原文地址：http://docs.pyspider.org/en/latest/Architecture/

Architecture

This document describes the reason why I made pyspider and the architecture.

Why

Two years ago, I was working on a vertical search engine. We are facing following needs on crawling:

collect 100-200 websites, they may on/offline or change their templates at any time

We need a really powerful monitor to find out which website is changing. And a good tool to help us write script/template for each website.
data should be collected in 5min when website updated

We solve this problem by check index page frequently, and use something like 'last update time' or 'last reply time' to determine which page is changed. In addition to this, we recheck pages after X days in case to prevent the omission.
pyspider will never stop as WWW is changing all the time

Furthermore, we have some APIs from our cooperators, the API may need POST, proxy, request signature etc. Full control from script is more convenient than some global parameters of components.

Overview

The following diagram shows an overview of the pyspider architecture with its components and an outline of the data flow that takes place inside the system.

Components are connected by message queue. Every component, including message queue, is running in their own process/thread, and replaceable. That means, when process is slow, you can have many instances of processor and make full use of multiple CPUs, or deploy to multiple machines. This architecture makes pyspider really fast. benchmarking.

Components

Scheduler

The Scheduler receives tasks from newtask_queue from processor. Decide whether the task is new or requires re-crawl. Sort tasks according to priority and feeding them to fetcher with traffic control (token bucket algorithm). Take care of periodic tasks, lost tasks and failed tasks and retry later.

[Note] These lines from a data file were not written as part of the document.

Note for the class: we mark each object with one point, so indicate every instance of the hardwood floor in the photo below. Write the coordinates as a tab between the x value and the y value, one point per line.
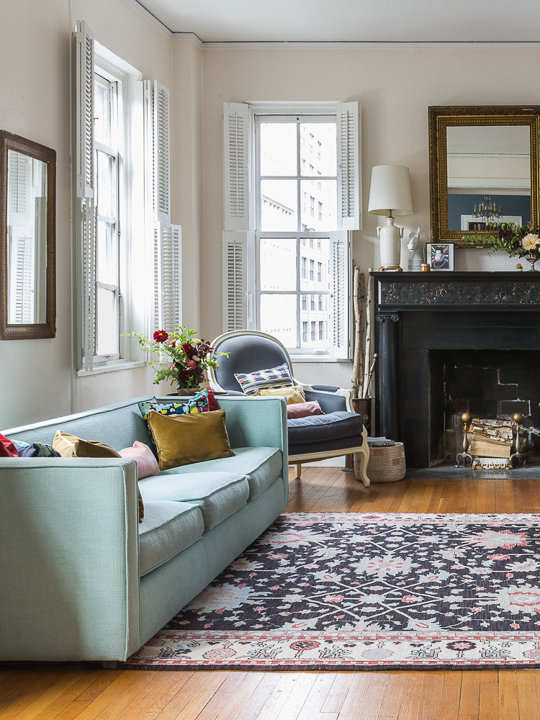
87	692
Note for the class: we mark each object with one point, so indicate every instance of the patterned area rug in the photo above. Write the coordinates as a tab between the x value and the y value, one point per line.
352	591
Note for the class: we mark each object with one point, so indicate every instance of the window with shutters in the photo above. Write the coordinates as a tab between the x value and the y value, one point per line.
292	196
125	244
109	200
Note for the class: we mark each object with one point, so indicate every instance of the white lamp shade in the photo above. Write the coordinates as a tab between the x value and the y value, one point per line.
390	190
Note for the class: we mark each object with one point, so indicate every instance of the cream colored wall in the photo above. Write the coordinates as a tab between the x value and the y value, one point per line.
395	87
36	376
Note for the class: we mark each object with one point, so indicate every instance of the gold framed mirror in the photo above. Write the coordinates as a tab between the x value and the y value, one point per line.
27	240
483	168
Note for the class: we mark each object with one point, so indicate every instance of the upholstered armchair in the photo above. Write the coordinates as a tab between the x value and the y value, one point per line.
338	431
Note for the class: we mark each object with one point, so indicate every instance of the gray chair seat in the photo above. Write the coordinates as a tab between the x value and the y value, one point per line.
321	433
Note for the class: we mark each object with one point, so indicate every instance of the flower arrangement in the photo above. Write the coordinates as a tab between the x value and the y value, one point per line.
182	359
520	240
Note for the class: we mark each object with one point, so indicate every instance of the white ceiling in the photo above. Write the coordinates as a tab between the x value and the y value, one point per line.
351	20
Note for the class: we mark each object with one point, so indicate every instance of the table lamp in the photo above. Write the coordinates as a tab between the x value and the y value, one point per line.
390	195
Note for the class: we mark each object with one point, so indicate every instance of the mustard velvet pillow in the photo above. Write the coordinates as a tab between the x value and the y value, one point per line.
71	446
186	439
293	395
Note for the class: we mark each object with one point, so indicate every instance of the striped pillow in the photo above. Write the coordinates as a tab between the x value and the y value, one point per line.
253	383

All of above can be set via self.crawl API.

Note that in current implement of scheduler, only one scheduler is allowed.

Fetcher

The Fetcher is responsible for fetching web pages then send results to processor. For flexible, fetcher support Data URI and pages that rendered by JavaScript (via phantomjs). Fetch method, headers, cookies, proxy, etag etc can be controlled by script via API.

Phantomjs Fetcher

Phantomjs Fetcher works like a proxy. It's connected to general Fetcher, fetch and render pages with JavaScript enabled, output a general HTML back to Fetcher:

scheduler -> fetcher -> processor

                |

            phantomjs

                |

             internet

Processor

The Processor is responsible for running the script written by users to parse and extract information. Your script is running in an unlimited environment. Although we have various tools(like PyQuery) for you to extract information and links, you can use anything you want to deal with the response. You may refer to Script Environment and API Reference to get more information about script.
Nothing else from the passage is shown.